Then take 3 more sheets, and head them Direct Internal Costs, Direct External Costs, and Indirect Costs. Now divide the items on the ALL COSTS sheet between the three new sheets. Some items can be copied in their entirety, while others have to be subdivided.
For example, a secretary's wages are all indirect (he/she does not work directly on a job), and a press operator's wages are all direct (his/her time is directly chargeable to the customer).
On the other hand, rent, for example, is more complicated. As a proportion of your building is taken up for the 'Direct' staff (Operators, Typesetters, etc) and 'Direct' machinery (presses, guillotine, platemaking equipment, etc.), so the same proportion of the total rent should be allocated to Direct Internal Costs, spreading it over the costs of plant and employees, in proportion to the space taken.
The same goes for rates, heating, lighting, etc. The balance, in each case, should be put in the Indirect Costs sheet..

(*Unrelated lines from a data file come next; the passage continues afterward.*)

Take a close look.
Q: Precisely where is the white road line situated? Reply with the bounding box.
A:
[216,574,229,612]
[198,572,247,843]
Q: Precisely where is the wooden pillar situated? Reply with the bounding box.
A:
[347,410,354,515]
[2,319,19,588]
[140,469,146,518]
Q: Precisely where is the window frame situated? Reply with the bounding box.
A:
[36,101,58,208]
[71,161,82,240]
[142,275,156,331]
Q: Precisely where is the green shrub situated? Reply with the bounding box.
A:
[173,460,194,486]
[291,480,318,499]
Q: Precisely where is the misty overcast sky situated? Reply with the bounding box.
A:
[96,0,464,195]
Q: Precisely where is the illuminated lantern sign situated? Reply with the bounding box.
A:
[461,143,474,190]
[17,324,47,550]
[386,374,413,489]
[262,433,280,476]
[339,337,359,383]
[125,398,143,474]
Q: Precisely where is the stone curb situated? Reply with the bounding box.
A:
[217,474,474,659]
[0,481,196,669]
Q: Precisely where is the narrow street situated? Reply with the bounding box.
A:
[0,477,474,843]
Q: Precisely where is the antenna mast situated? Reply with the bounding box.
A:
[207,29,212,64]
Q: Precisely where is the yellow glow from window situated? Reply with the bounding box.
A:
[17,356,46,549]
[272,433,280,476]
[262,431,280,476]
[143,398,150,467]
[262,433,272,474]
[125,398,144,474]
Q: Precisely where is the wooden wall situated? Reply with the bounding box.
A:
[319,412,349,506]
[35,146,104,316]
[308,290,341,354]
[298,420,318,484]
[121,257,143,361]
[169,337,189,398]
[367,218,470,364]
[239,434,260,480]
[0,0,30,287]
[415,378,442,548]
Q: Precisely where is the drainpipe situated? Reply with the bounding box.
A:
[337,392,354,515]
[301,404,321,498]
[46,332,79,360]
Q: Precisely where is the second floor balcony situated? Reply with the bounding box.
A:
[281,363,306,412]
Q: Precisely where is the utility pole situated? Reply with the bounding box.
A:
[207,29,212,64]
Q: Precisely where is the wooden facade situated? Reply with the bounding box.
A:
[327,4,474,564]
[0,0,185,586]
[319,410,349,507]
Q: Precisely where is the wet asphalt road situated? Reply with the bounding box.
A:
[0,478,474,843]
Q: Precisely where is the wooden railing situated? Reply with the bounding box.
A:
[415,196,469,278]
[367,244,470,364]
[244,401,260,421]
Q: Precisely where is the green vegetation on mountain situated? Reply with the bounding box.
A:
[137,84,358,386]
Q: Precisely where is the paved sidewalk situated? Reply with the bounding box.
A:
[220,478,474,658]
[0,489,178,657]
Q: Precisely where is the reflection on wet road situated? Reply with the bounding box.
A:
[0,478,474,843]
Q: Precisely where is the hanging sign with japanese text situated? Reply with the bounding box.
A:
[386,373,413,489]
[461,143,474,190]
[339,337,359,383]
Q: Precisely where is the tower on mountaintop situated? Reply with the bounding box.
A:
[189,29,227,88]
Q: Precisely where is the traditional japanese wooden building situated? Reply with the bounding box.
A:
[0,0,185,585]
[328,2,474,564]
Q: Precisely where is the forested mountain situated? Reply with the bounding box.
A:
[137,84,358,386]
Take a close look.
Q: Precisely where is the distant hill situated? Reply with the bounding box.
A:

So, to re-cap, direct external costs will be paper, board, ink, comb binders, etc., and also all outwork, direct internal costs will be all the costs you have been able to assign to your machines, presses and directly chargeable personnel, and indirect costs are.all those things which you can't assign to an individual 'direct' person, machine and the residual portion of those things which you can only partly assign.
When you have finished the task, you have yearly totals, which need dividing by 12 to arrive at average monthly totals. Under Direct Internal Costs you should have, for each direct employee and item of plant, a total which includes his/her/its total cost. This figure should include a realistic share of the other miscellaneous costs which you have included on this sheet.
Now, in Resource management, select each press in turn and select the costing tab and enter the total budgeted cost of that press per month and an estimate of how many hours you estimate you can charge it out to your customers in the average month. For now, set the 'absorbed cost' field to zero - we'll come to that in a minute. Save your changes. Now do the same for each of your 'Other machines' which are directly chargeable - feel free to delete any of the examples we provide and add your own. Lastly, repeat the whole process for for each of your directly chargeable employees in Personnel costs.
OK - we are nearly there now. In the System Configuration menu, run the Cost Absorption program, which will require you to enter your indirect total and totals for your direct externals (Paper, Services, Deliveries, and Other) and which will 'absorb' the indirect costs by spreading them pro-rata over your direct costs. These 'absorbed' parts of your plant and personnel costs may be further adjusted by hand (with care!).
The results of this operation can be surprising, and even a little alarming. You may have been subsidizing that new expensive press heavily by charging a relatively higher markup on the work of an older, cheaper press.
Whatever the result, DO NOT MAKE ANY IMMEDIATE CHANGES TO YOUR PRICING. Think things over. Consult your accountant perhaps. Don't forget that your business has run and is still running OK without this information! It's not that we don't trust the use of computers in costing exercises; it's just that fine tuning can take a little time and needs to be tempered with experience.
DON'T begin to use the Job Costing program until you have entered actual hourly cost rates for Employees, Presses and other machines.
Entering the actual costs and times
If you record the actual times taken and consumables used on the jobsheet, you can use it, or alternatively your own internal time sheets and stock requisition forms, to feed back your shopfloor data into PrintSum's powerful Job Costing module.
Alternatively, a screen on the shop floor will allow employees to record times and usages directly through Shop floor data capture.